La llegada de un hijo puede multiplicar los gastos fijos de una familia entre un 20% y un 40%. Guardería, ropa que se queda pequeña cada tres meses, extraescolares, material escolar, médicos... El reto de ahorrar con hijos es real, pero no imposible.
Con hijos, casi nunca "sobra". Si esperas al ahorro residual (ahorrar lo que queda), no ahorrarás. La única solución es el ahorro automatizado y prioritario: transferencia automática el día de cobro, antes de que el dinero se distribuya en gastos.

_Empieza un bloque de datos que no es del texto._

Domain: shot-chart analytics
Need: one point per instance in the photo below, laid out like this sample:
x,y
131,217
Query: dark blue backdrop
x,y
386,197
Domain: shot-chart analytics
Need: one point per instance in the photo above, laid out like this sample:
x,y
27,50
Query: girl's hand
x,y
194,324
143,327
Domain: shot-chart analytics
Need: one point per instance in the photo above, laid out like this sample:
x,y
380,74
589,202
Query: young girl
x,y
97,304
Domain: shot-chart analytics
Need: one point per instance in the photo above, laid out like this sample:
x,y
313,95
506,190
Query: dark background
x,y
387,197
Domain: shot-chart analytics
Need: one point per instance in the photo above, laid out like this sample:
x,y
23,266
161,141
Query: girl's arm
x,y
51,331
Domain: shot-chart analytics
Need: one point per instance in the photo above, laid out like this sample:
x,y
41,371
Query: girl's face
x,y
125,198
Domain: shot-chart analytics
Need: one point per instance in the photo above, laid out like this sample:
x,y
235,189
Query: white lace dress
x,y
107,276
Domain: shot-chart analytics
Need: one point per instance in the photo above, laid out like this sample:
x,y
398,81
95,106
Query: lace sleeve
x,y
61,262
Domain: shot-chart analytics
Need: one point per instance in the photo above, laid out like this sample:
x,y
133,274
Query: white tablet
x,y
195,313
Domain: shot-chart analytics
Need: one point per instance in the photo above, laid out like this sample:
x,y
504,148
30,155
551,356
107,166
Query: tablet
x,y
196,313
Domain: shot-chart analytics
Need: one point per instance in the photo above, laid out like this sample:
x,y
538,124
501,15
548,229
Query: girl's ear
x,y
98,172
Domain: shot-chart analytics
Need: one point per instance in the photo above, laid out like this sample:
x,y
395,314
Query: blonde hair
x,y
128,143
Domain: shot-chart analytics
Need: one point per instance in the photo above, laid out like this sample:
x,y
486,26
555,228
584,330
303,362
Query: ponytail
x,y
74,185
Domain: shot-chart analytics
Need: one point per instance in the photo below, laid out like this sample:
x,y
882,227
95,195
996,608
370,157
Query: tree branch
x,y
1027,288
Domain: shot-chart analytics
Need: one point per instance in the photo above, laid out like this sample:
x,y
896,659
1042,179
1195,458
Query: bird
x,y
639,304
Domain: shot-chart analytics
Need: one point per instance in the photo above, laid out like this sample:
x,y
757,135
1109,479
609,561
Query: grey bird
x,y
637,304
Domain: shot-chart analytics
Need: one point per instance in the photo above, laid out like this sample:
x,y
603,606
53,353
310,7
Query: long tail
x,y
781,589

Algunos gastos relacionados con los hijos son innegociables (alimentación, salud, educación básica). Pero muchos otros son opcionales o sobredimensionados:
Si tu hijo tiene 5 años, la universidad queda a 13 años. Si ahorras 100 €/mes desde hoy en un producto con rentabilidad moderada del 3%, en 13 años tendrás aproximadamente 20.000 €. Si esperas a que tenga 15 años, en 3 años solo acumularás 3.700 €.
El tiempo es la variable más poderosa en el ahorro. Empezar pronto con poco es más potente que empezar tarde con mucho.
Productos para ahorrar a nombre del hijo: Cuenta de ahorro a su nombre (algunos bancos los tienen específicos para menores), fondo de inversión infantil, o simplemente un fondo de acumulación en tu propio nombre etiquetado mentalmente para ese objetivo.